Notre Royaume n'est pas de ce monde

L’écrivaine, franco-américaine, Jennifer Richard , Prix Ivoire 2023 pour son roman" Notre Royaume n’est pas de ce monde" répond aux questions de Feguerson Thermidor, directeur harique littéraire.

Feguerson THERMIDOR : Vous avez remporté le prix Ivoire cette année pour votre roman : "Notre Royaume n’est pas de ce monde", quel sentiment ressentez-vous ? Et parlez-nous de ce roman ?

Jennifer RICHARD : Ce fut une grande surprise pour moi de voir mon livre récompensé par un prix en Côte d’Ivoire. Savoir que ce livre est lu loin de chez moi m’honore grandement. Et il me semble que cela fait sens, dans la mesure où je m’efforce, par mon travail, de participer à la décentralisation culturelle.

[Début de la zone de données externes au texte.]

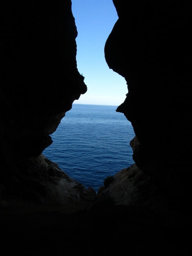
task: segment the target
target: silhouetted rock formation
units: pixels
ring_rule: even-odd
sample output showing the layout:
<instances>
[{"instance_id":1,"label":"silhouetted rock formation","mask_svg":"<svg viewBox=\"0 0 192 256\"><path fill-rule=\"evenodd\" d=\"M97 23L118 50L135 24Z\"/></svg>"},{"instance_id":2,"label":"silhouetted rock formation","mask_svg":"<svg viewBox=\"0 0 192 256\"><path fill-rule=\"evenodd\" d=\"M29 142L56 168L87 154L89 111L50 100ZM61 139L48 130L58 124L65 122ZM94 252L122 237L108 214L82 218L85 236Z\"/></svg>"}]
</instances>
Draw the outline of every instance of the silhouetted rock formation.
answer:
<instances>
[{"instance_id":1,"label":"silhouetted rock formation","mask_svg":"<svg viewBox=\"0 0 192 256\"><path fill-rule=\"evenodd\" d=\"M52 143L49 135L74 100L87 91L77 68L71 5L70 0L1 3L1 194L7 190L16 196L22 191L25 196L25 180L38 175L41 182L42 177L45 183L49 180L49 168L42 174L45 161L39 156ZM39 173L36 164L35 172L30 171L37 162Z\"/></svg>"},{"instance_id":2,"label":"silhouetted rock formation","mask_svg":"<svg viewBox=\"0 0 192 256\"><path fill-rule=\"evenodd\" d=\"M119 18L105 56L127 82L116 111L131 122L138 140L133 159L168 204L186 206L192 182L191 8L181 1L113 2Z\"/></svg>"},{"instance_id":3,"label":"silhouetted rock formation","mask_svg":"<svg viewBox=\"0 0 192 256\"><path fill-rule=\"evenodd\" d=\"M135 164L96 195L41 154L87 90L71 1L2 2L1 251L191 255L190 2L114 0L119 19L105 54L127 81L117 111L134 128Z\"/></svg>"}]
</instances>

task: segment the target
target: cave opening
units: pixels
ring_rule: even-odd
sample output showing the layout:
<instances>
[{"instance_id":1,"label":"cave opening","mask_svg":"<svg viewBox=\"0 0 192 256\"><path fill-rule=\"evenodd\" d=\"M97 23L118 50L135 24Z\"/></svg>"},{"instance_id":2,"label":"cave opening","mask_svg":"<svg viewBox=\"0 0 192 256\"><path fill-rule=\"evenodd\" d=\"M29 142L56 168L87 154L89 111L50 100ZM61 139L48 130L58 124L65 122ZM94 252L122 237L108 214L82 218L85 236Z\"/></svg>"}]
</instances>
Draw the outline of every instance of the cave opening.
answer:
<instances>
[{"instance_id":1,"label":"cave opening","mask_svg":"<svg viewBox=\"0 0 192 256\"><path fill-rule=\"evenodd\" d=\"M72 1L78 31L78 69L87 91L73 103L43 154L86 187L97 191L107 176L134 163L131 123L116 112L127 93L125 79L109 68L106 41L118 18L111 0Z\"/></svg>"}]
</instances>

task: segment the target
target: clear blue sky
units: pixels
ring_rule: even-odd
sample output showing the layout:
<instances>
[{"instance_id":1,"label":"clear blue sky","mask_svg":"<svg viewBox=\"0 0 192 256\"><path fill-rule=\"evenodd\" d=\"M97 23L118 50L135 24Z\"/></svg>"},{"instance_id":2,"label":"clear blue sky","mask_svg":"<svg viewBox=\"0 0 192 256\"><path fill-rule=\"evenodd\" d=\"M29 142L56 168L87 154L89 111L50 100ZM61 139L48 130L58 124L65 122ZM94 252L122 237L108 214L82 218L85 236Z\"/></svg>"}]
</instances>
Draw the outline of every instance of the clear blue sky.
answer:
<instances>
[{"instance_id":1,"label":"clear blue sky","mask_svg":"<svg viewBox=\"0 0 192 256\"><path fill-rule=\"evenodd\" d=\"M74 102L118 106L127 92L125 80L110 69L104 47L117 16L112 0L71 0L78 36L77 68L87 91Z\"/></svg>"}]
</instances>

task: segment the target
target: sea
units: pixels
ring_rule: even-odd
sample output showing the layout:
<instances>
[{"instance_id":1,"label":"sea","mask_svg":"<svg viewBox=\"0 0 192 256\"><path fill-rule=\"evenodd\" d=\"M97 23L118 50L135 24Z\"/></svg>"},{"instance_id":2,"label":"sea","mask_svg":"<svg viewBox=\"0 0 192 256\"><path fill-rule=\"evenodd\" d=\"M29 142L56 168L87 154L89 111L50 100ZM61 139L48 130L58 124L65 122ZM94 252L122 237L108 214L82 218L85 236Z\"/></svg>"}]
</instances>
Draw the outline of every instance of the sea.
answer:
<instances>
[{"instance_id":1,"label":"sea","mask_svg":"<svg viewBox=\"0 0 192 256\"><path fill-rule=\"evenodd\" d=\"M42 154L86 188L97 192L103 181L134 163L131 123L117 106L74 104Z\"/></svg>"}]
</instances>

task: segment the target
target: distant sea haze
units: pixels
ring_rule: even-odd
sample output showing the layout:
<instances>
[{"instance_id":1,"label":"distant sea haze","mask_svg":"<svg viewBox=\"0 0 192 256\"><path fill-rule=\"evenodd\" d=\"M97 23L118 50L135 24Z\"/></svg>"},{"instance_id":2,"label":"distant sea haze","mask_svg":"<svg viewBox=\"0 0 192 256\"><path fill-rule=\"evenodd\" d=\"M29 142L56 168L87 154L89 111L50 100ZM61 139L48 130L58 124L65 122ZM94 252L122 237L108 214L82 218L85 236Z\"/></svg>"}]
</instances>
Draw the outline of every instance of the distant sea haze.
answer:
<instances>
[{"instance_id":1,"label":"distant sea haze","mask_svg":"<svg viewBox=\"0 0 192 256\"><path fill-rule=\"evenodd\" d=\"M134 163L132 126L117 107L74 104L42 154L85 188L97 192L104 180Z\"/></svg>"}]
</instances>

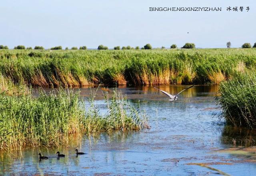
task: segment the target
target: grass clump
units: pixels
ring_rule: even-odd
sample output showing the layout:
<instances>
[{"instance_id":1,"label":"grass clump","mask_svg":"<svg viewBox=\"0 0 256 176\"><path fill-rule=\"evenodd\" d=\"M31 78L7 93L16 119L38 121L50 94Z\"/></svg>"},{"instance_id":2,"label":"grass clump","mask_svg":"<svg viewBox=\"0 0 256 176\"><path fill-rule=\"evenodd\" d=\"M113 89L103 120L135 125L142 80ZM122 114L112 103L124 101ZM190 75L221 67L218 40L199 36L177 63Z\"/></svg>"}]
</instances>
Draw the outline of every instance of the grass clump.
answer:
<instances>
[{"instance_id":1,"label":"grass clump","mask_svg":"<svg viewBox=\"0 0 256 176\"><path fill-rule=\"evenodd\" d=\"M222 110L220 119L238 127L256 127L256 74L238 74L222 83L217 104Z\"/></svg>"},{"instance_id":2,"label":"grass clump","mask_svg":"<svg viewBox=\"0 0 256 176\"><path fill-rule=\"evenodd\" d=\"M120 50L120 46L116 46L114 47L114 50Z\"/></svg>"},{"instance_id":3,"label":"grass clump","mask_svg":"<svg viewBox=\"0 0 256 176\"><path fill-rule=\"evenodd\" d=\"M73 136L80 138L84 134L146 126L139 112L127 106L126 100L115 91L111 100L106 99L109 110L105 116L100 114L93 101L91 108L86 110L79 96L79 92L63 89L48 94L41 91L37 97L31 92L14 96L2 92L0 149L68 145Z\"/></svg>"},{"instance_id":4,"label":"grass clump","mask_svg":"<svg viewBox=\"0 0 256 176\"><path fill-rule=\"evenodd\" d=\"M9 48L7 46L4 46L3 45L0 45L0 49L8 50Z\"/></svg>"},{"instance_id":5,"label":"grass clump","mask_svg":"<svg viewBox=\"0 0 256 176\"><path fill-rule=\"evenodd\" d=\"M140 117L140 112L129 104L121 92L114 90L111 96L108 92L104 96L108 110L104 116L98 113L98 109L94 105L93 96L89 100L91 106L86 113L85 126L88 133L110 133L114 131L138 130L149 128L146 119Z\"/></svg>"},{"instance_id":6,"label":"grass clump","mask_svg":"<svg viewBox=\"0 0 256 176\"><path fill-rule=\"evenodd\" d=\"M0 50L0 74L46 87L218 84L256 66L255 48Z\"/></svg>"},{"instance_id":7,"label":"grass clump","mask_svg":"<svg viewBox=\"0 0 256 176\"><path fill-rule=\"evenodd\" d=\"M100 45L98 47L98 50L106 50L108 49L107 46L104 46L103 45Z\"/></svg>"}]
</instances>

F.T : Vous êtes franco-américaine, d’origine guadeloupéenne par votre mère et normande par votre père, comment toutes ces origines ont-elles contribué à votre carrière d’écrivaine ?

J.R : Mes origines, ainsi que mes liens avec les territoires français d’outre-mer, ont contribué avant tout à faire de moi une citoyenne critique. Découvrir mon propre pays par les extrémités plutôt que par son centre politique m’a influencée sans que je m’en rende compte, pendant longtemps. Aujourd’hui, si je suis si attentive à la façon dont se déploie la démocratie à la française, je sais que c’est grâce à ces liens. Le regard que je porte sur l’histoire, et que je transcris dans mes livres, est la continuité de mon regard de citoyenne.

F.T : Votre roman se déroule sur plusieurs continents, Amérique, l’Afrique, l’Europe, etc., comment êtes-vous parvenue à camper ces personnages ayant des traits culturels différents pour enfin donner ce bel ouvrage littéraire ? Était-ce un travail aisé pour vous ? Peut- on parler d’un roman complexe ?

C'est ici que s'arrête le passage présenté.